Biographical Sketch

Dr. Boyun Guo is a full professor and graduate coordinator in petroleum engineering at the University of Louisiana at Lafayette. He also serves as the director of the Center for Optimization of Petroleum Systems (COPS) at the Energy Institute of Louisiana (EIL). With a robust career bridging both industrial practice and rigorous academia, Dr. Guo offers an exceptional breadth of expertise in subsea reservoir engineering, drilling optimization, and strategic production design.

Dr. Guo possesses a comprehensive professional background that features 9 years of work experience in the petroleum industry, 5 years of work experience in a U.S. research center, and over 20 years of work experience in U.S. academia. Throughout his time in academia, he has supervised and graduated 15 Ph.D. students and over 40 master’s students over the past 20 years. He has conducted and participated in a number of high-level research projects, including those sponsored by U.S. NASA and the Department of Energy (DOE).

An incredibly prolific author and innovator, Dr. Guo has published over 140 papers in peer-reviewed journals, presented over 70 technical papers in national and international conferences, and authored 11 books along with a great number of invention patents in petroleum engineering.
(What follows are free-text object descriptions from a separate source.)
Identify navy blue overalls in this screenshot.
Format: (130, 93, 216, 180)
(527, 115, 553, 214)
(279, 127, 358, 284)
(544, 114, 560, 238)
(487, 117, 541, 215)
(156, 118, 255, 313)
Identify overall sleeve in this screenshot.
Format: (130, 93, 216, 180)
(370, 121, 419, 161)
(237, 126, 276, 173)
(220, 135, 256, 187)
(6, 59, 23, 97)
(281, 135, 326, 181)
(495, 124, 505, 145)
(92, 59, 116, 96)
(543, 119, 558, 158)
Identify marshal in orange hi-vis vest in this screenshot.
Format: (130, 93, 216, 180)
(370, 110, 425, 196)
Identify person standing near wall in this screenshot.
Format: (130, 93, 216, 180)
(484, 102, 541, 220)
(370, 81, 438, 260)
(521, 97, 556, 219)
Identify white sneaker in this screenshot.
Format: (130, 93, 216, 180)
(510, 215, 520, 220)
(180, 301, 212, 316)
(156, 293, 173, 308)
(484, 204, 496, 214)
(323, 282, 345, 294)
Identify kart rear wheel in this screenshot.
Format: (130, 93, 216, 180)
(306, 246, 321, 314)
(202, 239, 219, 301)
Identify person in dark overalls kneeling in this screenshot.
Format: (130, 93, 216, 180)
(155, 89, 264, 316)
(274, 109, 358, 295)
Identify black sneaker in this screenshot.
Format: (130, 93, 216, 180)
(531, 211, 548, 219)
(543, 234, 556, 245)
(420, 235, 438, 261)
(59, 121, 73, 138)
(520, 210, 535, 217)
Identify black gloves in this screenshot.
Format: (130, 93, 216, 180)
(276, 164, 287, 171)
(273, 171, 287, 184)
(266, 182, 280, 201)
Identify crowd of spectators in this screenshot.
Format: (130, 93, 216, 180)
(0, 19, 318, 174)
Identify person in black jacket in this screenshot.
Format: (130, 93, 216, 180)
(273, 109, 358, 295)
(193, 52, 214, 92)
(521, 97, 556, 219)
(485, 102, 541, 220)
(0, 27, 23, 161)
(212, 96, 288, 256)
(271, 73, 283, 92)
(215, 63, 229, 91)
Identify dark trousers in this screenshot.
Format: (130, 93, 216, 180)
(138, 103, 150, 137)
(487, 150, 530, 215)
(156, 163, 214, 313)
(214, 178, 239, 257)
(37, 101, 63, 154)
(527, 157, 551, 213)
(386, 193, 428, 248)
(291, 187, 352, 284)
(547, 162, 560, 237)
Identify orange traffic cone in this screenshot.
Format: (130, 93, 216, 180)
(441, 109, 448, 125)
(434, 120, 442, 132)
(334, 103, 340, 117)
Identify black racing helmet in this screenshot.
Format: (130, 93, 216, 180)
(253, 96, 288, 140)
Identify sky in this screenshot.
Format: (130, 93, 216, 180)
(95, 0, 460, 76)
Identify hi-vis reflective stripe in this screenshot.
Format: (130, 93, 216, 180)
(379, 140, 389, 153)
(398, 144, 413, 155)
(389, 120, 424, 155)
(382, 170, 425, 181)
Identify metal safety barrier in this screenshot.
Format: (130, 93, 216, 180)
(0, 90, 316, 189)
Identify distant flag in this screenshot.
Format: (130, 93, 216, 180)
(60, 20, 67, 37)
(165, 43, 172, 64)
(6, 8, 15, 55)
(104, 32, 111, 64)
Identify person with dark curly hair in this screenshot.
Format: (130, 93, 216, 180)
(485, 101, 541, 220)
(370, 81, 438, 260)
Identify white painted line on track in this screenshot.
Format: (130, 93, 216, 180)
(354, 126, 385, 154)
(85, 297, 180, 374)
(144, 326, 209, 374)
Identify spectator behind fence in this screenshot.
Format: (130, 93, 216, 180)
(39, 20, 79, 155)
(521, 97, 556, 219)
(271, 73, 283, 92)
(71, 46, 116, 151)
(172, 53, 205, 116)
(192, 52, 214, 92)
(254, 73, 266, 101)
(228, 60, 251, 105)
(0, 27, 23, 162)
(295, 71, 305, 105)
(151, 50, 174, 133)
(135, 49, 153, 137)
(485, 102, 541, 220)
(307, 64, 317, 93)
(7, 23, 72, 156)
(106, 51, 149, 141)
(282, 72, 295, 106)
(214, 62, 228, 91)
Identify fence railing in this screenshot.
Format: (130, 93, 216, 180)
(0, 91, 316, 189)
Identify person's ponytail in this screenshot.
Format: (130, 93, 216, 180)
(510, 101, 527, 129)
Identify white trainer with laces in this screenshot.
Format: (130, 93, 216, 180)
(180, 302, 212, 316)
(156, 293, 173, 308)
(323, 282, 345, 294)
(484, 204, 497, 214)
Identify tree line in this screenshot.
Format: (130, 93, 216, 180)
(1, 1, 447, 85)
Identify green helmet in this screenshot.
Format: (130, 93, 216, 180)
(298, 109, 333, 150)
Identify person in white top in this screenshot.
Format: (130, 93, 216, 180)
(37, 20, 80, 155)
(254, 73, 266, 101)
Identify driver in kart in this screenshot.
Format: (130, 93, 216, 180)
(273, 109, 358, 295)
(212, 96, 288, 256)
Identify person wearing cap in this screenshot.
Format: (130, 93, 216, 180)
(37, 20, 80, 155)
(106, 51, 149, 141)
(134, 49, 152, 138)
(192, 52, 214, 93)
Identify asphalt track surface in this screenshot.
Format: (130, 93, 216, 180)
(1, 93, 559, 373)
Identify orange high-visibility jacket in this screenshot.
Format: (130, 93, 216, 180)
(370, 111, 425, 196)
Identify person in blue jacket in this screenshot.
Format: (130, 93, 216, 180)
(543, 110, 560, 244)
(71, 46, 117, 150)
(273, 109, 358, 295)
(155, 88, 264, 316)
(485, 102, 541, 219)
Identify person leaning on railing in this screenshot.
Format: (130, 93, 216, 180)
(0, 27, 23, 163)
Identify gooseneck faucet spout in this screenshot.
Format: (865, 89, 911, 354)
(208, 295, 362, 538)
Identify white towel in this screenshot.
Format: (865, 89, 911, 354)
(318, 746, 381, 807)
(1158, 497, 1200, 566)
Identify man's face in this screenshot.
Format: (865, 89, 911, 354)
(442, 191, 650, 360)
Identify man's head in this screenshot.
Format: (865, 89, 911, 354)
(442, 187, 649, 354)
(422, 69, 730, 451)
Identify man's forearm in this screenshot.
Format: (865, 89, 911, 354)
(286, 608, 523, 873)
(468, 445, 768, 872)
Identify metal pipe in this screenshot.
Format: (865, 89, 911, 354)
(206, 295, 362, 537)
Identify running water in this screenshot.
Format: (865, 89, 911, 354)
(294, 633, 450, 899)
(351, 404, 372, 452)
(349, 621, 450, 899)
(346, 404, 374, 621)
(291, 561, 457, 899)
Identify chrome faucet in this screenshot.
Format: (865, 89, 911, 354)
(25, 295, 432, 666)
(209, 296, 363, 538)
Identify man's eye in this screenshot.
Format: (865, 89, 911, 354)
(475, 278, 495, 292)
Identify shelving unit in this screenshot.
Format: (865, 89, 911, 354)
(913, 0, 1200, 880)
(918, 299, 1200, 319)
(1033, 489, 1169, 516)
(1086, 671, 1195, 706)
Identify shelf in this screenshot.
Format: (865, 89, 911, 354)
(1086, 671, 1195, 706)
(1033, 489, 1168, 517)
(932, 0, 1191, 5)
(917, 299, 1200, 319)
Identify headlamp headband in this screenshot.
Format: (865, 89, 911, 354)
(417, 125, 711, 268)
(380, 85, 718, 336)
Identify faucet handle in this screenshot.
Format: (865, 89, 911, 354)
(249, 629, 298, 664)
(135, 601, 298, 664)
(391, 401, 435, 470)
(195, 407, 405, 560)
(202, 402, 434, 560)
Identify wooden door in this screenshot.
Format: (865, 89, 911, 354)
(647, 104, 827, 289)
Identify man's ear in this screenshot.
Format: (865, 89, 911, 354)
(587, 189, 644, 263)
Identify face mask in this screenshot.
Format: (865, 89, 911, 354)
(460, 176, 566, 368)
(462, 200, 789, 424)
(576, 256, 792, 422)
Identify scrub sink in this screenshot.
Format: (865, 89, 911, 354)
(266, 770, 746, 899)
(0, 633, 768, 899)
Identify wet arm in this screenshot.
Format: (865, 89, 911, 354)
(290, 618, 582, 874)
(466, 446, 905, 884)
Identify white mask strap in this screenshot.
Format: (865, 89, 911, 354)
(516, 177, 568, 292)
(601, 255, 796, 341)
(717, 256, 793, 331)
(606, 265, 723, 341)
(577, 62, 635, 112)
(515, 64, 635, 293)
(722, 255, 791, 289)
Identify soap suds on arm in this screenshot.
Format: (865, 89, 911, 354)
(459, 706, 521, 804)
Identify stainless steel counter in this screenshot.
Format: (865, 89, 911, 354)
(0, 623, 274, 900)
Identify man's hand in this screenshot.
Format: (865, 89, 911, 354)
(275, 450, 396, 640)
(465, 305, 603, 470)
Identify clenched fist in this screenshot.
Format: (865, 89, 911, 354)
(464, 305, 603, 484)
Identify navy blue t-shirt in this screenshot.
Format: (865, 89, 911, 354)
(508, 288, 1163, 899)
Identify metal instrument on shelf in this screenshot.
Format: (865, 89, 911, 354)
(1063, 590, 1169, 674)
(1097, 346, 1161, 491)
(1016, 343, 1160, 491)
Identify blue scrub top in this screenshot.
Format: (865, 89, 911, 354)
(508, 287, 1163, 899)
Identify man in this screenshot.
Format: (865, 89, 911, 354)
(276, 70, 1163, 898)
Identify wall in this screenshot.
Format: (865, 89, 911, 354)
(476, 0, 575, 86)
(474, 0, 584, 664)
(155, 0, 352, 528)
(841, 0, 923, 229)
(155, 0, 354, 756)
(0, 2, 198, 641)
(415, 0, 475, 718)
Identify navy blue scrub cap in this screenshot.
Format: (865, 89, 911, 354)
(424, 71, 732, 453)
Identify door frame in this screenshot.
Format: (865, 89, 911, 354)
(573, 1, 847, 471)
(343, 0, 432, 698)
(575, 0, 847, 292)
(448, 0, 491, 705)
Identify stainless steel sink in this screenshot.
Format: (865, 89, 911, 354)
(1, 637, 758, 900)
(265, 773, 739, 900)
In recognition of his exceptional research, teaching, and advisory contributions, he received the Eminent Faculty (Distinguished Professor) Award from UL Lafayette, the Outstanding Doctoral Student Mentor Award from UL Lafayette, the Award for the Distinguished Contributions to the Petroleum Engineering from the Society of Petroleum Engineers (SPE), and the Distinguished Achievement Award for Petroleum Engineering Faculty from the SPE.

Recent Projects

• Carbon Dioxide Seafloor Storage: Evaluating the feasibility of dynamic CO2 hydrate formation in porous media and utilizing advanced jet-cooling technologies for non-leaking, long-term marine storage.

• Geothermal Energy Conversion: Developing mathematical models to assess the thermal efficiency and productivity of converting end-of-lifetime oil and gas wells into productive geothermal systems.

• Unconventional Reservoir Recovery: Revisiting fluid and capillary imbibition mechanisms to enhance hydrocarbon recovery and optimize post-fracturing soaking times in multi-fractured shale formations.

• Extended-Reach Drilling Trajectories: Mathematical modeling of friction reduction using innovative smooth catenary trajectories to optimize long horizontal well operations.